Both of these activities proved to be valuable to keep track of progress and to foster knowledge exchange between the teams.

It is worth mentioning that Klemperar-Saal at SLUB proved to be an excellent venue. The room was available from 8 am - 8 pm. There was enough space for the external caterer, Genussart, who served an excellent range of food and drinks to keep everyone happy. We would like to thank CASUS for sponsoring both.

Finals

The last day of the course concluded with the final presentations of the teams. It was awesome to see that many teams made big leaps forward or opened up a lot of avenues to continue on. It became clear that not only progress of the project was a focus, but also to learn as much as possible from the mentors: which network architecture is best, which loss function works, which programming paradigm lends itself to rapid prototyping, etc.
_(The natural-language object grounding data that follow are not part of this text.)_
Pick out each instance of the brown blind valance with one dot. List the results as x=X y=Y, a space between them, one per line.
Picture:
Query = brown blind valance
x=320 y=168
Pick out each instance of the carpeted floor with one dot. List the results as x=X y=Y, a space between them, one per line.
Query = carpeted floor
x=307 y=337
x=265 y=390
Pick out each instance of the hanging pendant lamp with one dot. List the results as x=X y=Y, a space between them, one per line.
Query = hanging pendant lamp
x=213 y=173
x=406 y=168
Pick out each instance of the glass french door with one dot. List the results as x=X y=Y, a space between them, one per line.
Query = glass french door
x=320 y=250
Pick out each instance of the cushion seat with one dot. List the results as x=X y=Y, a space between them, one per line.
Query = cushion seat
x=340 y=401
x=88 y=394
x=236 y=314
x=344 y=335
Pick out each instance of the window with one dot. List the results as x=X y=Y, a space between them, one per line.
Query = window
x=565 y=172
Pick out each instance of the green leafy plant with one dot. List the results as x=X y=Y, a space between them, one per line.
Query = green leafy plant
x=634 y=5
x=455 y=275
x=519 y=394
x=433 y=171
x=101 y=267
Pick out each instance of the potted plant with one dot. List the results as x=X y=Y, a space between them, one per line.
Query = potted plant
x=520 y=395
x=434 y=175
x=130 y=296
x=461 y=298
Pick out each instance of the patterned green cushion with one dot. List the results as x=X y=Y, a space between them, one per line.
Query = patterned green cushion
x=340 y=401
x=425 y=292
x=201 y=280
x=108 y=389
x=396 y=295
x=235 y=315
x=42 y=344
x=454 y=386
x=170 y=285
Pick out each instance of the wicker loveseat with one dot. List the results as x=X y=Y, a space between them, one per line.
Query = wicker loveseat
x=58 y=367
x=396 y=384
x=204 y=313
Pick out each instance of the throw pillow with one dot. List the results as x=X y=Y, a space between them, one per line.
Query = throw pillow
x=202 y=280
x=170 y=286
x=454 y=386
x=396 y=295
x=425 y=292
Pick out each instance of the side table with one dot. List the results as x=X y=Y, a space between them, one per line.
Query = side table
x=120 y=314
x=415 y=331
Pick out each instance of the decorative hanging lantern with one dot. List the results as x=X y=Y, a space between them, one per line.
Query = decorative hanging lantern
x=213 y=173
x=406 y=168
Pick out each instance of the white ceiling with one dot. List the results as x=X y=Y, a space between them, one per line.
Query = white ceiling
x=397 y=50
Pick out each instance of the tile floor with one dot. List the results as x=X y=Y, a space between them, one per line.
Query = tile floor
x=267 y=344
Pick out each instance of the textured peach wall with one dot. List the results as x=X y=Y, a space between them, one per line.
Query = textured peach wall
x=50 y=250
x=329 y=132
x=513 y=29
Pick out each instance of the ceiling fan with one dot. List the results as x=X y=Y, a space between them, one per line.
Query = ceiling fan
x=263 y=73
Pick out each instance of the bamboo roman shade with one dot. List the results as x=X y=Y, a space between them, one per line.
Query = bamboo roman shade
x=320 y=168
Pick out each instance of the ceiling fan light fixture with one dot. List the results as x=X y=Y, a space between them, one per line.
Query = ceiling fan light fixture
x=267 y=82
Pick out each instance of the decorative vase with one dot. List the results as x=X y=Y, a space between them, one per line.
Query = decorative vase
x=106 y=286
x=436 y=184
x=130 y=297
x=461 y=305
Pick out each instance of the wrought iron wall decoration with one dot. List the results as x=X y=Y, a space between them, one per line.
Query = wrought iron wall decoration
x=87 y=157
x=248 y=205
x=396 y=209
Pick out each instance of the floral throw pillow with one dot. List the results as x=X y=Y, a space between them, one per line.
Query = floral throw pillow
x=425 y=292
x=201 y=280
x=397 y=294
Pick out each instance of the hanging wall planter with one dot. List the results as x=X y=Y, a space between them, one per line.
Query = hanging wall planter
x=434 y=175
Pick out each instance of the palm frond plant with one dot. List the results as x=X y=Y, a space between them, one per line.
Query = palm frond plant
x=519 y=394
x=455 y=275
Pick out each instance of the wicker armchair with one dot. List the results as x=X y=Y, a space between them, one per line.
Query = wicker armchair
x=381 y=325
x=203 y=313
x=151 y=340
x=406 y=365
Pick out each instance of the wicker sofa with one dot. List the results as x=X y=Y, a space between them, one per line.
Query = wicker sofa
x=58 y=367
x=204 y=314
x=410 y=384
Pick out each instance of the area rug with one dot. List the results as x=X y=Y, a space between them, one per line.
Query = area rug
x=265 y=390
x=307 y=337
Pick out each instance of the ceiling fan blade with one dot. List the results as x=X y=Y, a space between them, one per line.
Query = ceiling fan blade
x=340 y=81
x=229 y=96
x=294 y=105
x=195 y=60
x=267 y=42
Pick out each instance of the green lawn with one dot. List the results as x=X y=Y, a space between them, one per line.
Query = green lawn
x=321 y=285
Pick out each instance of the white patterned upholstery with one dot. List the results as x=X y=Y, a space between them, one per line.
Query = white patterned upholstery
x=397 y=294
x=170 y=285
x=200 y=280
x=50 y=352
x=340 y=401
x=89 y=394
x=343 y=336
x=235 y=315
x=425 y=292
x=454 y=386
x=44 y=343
Last but not least, the mentors were asked to vote for the most accurate and most creative teams. The first turned out with a tie: The PARROTs team (quality control of oceanographic data) won for achieving an accuracy of over 98%. The DeepHydro team (predicting floods of the Elbe river) also won as most accurate as they not only established point estimates with their networks, but also came up with a way to calculate uncertainties of the latter. For more details on DeepHydro, see this blog post.

The particle physics team (faster simulations in their field), named skimulators, won the price for the most creative team for their way of expressing particle physics events as graphs. They could hence exploit graph based CNNs.

On top, two mentors were voted to be most valuable mentors: Jeffrey Kelling and Sebastian Starke from HZDR.

Summary

Our anonymous feedback survey after the course established the notion, that our teams and mentors enjoyed being at the hackathon.

result of anonymous feedback survey

On top, I was informed that 4 out of 11 teams already started to work on a publication or already published their work at the hackathon. We hope that this number is still to increase as many teams planned to add more data to their experiments.

I personally had a blast organizing the event. I was a bit sceptical in the beginning that such an data science event would succeed. But our mentors and teams proved me wrong. Thank you for that! I hope we can continue next year and improve even more.